Museumsquartier: Wie schön, dass Aufregung noch funktioniert...

Achja Museumsquartier. Ich war da ein paar Mal. Und auf Facebook bin ich auch manchmal.
Aber von dem aktuellen Sturm der Entrüstung auf der übernommenen Facebookseite (mit mittlerweile beachtlicher Coverage (siehe Linkliste) habe ich eigentlich erst nur von Social Media- oder anderen Kommunikationsexperten gehört.
Das kann mehrere Gründe haben.

  • Jeder ist Social Media-Experte. Sowieso. Und unter meinen Facebook-Bekanntschaften mag dieser Anteil noch einmal etwas höher sein.
  • Jeder weiss es besser/fühlt sich betroffen/hat etwas dazu zu sagen.
  • "Ich sag's gleich, ich war's nicht…"

Ein paar Mal habe ich fasziniert auf die Pinnwand geschaut (hat irgendwer die Postings gezählt? oder den Stundenkommentarschnitt gemessen?), dann musste ich mich aber doch fragen, was hier auf dem Spiel steht.

  • Die Fans?

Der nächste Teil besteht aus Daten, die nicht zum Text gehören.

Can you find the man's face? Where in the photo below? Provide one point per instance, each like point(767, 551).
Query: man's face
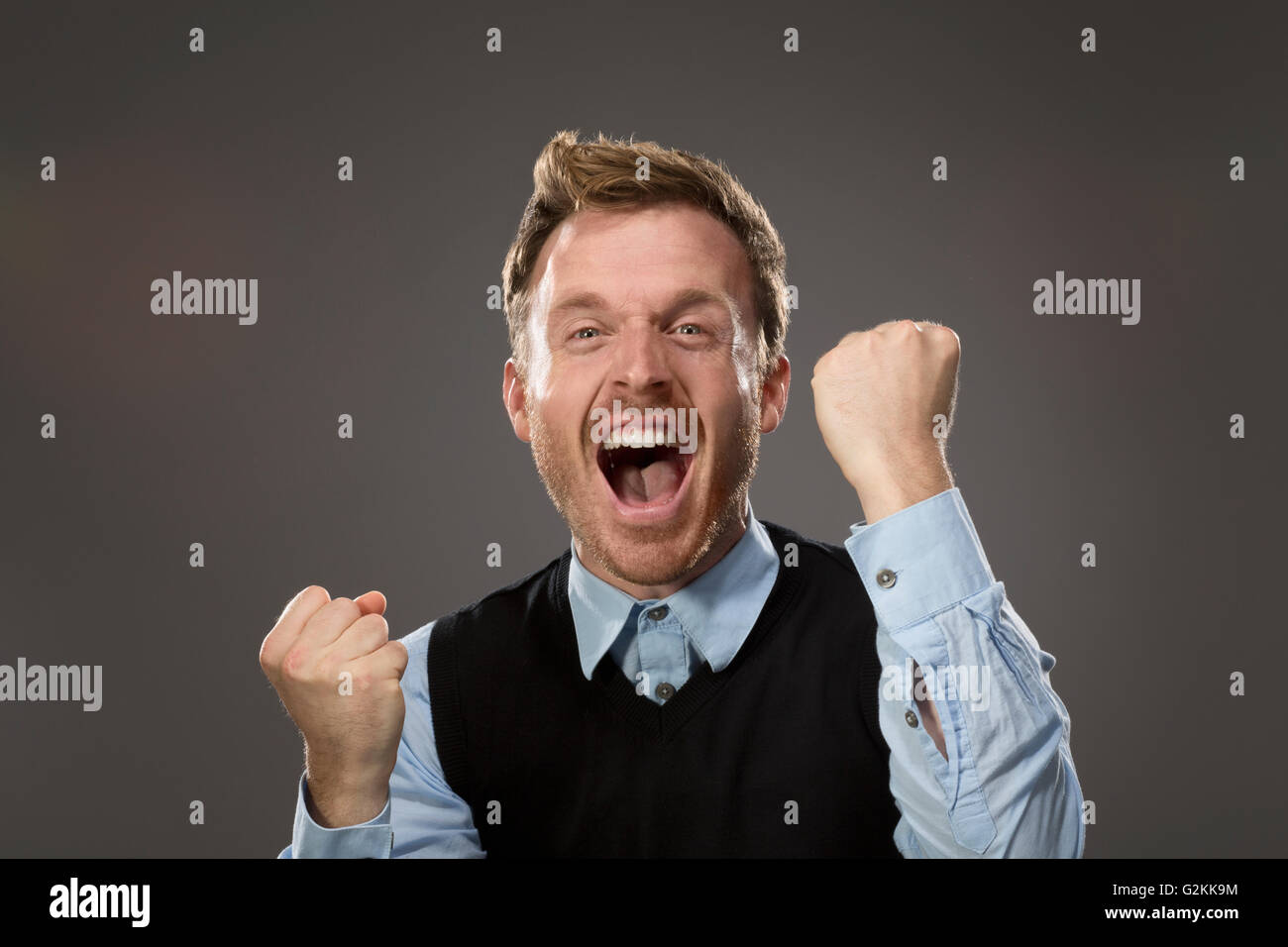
point(614, 317)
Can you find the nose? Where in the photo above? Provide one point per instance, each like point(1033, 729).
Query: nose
point(640, 361)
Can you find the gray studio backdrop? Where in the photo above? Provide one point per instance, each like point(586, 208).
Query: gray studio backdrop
point(373, 302)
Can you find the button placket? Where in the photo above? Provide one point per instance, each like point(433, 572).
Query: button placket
point(664, 650)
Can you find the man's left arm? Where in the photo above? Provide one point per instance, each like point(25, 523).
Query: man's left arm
point(979, 746)
point(977, 768)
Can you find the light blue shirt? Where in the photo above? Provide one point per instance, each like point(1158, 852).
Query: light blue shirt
point(1008, 789)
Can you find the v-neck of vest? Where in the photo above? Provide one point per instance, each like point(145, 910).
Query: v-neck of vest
point(664, 722)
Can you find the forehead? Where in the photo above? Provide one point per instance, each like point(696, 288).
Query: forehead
point(642, 256)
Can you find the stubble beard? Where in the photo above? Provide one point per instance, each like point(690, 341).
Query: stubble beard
point(653, 554)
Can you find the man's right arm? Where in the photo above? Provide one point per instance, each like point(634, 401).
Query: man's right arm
point(423, 817)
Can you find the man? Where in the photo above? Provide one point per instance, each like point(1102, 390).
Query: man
point(686, 680)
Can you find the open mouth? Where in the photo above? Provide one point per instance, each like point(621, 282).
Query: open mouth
point(644, 476)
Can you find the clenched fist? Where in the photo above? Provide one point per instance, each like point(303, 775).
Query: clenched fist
point(885, 401)
point(339, 678)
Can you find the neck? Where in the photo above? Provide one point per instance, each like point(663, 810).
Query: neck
point(644, 592)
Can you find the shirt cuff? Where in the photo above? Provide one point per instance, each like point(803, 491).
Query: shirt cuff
point(372, 839)
point(919, 561)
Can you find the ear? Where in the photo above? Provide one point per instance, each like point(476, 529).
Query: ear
point(773, 397)
point(514, 395)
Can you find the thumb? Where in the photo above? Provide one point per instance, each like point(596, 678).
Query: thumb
point(372, 603)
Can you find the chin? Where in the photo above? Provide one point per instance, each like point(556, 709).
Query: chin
point(655, 557)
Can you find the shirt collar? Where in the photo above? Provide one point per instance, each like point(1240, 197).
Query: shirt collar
point(716, 609)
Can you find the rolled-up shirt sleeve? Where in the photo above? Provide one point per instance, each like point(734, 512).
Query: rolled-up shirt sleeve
point(1009, 787)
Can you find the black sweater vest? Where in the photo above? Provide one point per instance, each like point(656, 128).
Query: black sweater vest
point(777, 755)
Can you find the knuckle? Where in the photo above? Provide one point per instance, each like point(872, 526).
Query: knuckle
point(294, 663)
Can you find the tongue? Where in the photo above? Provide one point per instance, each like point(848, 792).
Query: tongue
point(656, 482)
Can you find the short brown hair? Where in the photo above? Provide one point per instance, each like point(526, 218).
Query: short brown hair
point(571, 175)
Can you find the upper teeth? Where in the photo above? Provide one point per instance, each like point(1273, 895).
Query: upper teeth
point(639, 438)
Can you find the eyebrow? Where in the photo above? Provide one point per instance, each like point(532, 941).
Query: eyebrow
point(681, 300)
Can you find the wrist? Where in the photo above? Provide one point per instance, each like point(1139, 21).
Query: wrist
point(889, 489)
point(335, 808)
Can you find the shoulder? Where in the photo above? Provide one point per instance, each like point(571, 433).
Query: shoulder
point(827, 557)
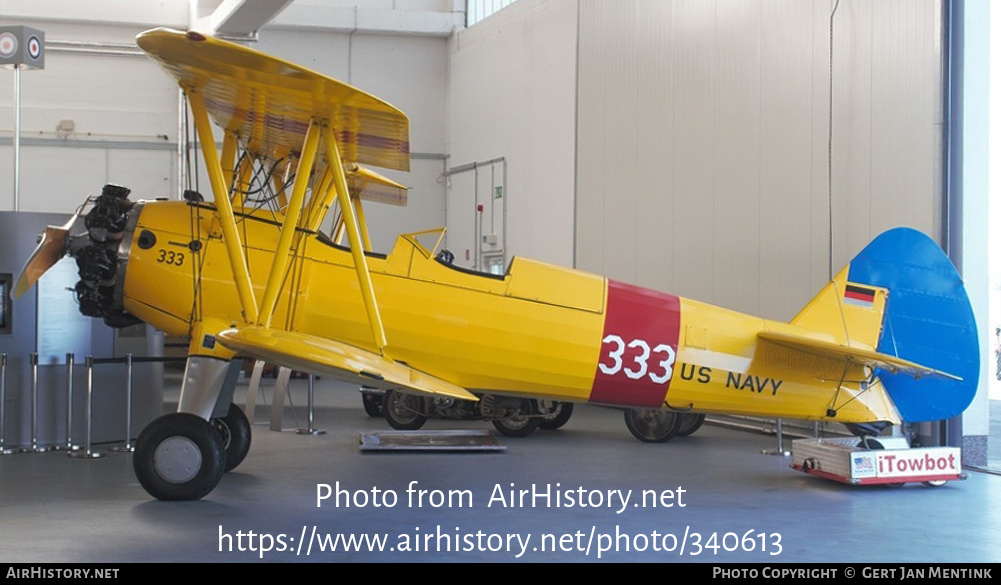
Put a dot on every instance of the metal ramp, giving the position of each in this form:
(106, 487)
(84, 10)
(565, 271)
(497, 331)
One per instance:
(446, 441)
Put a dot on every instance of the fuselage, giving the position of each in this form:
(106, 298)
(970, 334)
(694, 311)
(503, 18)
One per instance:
(540, 330)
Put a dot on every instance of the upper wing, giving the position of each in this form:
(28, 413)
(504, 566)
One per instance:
(372, 186)
(323, 356)
(860, 356)
(269, 102)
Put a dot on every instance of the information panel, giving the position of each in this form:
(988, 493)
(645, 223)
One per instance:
(61, 328)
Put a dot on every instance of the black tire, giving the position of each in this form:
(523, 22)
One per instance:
(403, 412)
(178, 457)
(653, 425)
(372, 403)
(560, 416)
(525, 423)
(234, 431)
(691, 422)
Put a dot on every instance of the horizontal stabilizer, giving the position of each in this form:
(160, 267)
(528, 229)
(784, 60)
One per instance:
(859, 356)
(326, 357)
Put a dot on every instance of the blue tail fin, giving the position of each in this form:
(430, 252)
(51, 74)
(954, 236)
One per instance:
(928, 320)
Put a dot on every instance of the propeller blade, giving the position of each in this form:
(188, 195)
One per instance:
(50, 250)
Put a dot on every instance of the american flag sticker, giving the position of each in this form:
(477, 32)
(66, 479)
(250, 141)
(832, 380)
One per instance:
(860, 296)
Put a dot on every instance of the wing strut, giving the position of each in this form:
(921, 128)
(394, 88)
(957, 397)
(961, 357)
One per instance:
(347, 211)
(292, 211)
(224, 210)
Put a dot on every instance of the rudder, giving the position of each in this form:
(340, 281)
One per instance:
(927, 320)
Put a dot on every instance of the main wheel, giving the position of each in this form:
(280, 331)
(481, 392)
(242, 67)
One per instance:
(522, 424)
(691, 423)
(234, 430)
(558, 416)
(403, 412)
(178, 457)
(653, 425)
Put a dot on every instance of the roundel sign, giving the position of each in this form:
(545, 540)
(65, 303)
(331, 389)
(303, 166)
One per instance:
(34, 47)
(8, 44)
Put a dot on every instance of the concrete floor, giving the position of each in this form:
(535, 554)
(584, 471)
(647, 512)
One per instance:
(57, 509)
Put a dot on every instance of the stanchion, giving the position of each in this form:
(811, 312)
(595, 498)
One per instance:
(34, 407)
(87, 453)
(128, 408)
(778, 433)
(69, 407)
(3, 401)
(310, 430)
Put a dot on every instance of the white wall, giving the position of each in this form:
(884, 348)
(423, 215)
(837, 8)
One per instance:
(703, 146)
(512, 94)
(118, 100)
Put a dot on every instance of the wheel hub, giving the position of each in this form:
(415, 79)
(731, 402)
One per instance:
(177, 460)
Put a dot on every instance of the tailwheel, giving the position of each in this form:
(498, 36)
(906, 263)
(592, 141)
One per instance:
(653, 425)
(234, 431)
(179, 457)
(523, 423)
(556, 414)
(372, 403)
(403, 412)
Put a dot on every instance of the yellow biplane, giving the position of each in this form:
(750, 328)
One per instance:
(250, 273)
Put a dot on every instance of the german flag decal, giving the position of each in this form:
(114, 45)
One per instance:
(859, 296)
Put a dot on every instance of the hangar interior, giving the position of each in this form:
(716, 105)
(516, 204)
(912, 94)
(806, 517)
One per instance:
(738, 152)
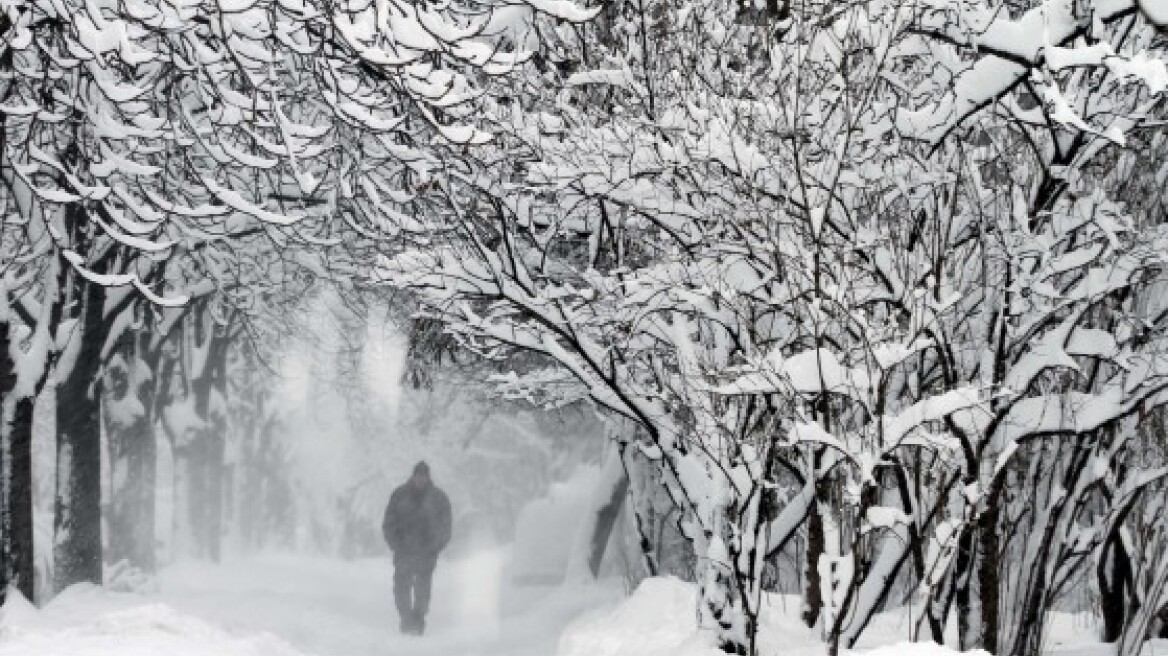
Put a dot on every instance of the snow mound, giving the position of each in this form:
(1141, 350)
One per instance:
(144, 630)
(918, 649)
(660, 619)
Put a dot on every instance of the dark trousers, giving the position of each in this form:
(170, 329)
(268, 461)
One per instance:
(411, 586)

Weniger. Die Seite hatte etwas über 25.000 Fans und hat sie immer noch.
  • Geld? Wessen? Wer soll hier an wem verdienen? Hat jemand ein konkretes Geschäftsmodell für FB-Seiten mittlerer Größe? Bitte melden!
  • Bezahlung? Anscheinend auch nicht. Es wird zwar oft unterstellt, dass MQ dem alten Seitenbetreiber nicht geben wollte, was der verlangte (eh ein Pappenstiel); es scheint aber eher unglückliche Überschneidungen gegeben zu haben, die eine Einigung in der richtigen Reihenfolge verhindert haben.
  • Reputation, Publicity? - was soll man da noch sagen…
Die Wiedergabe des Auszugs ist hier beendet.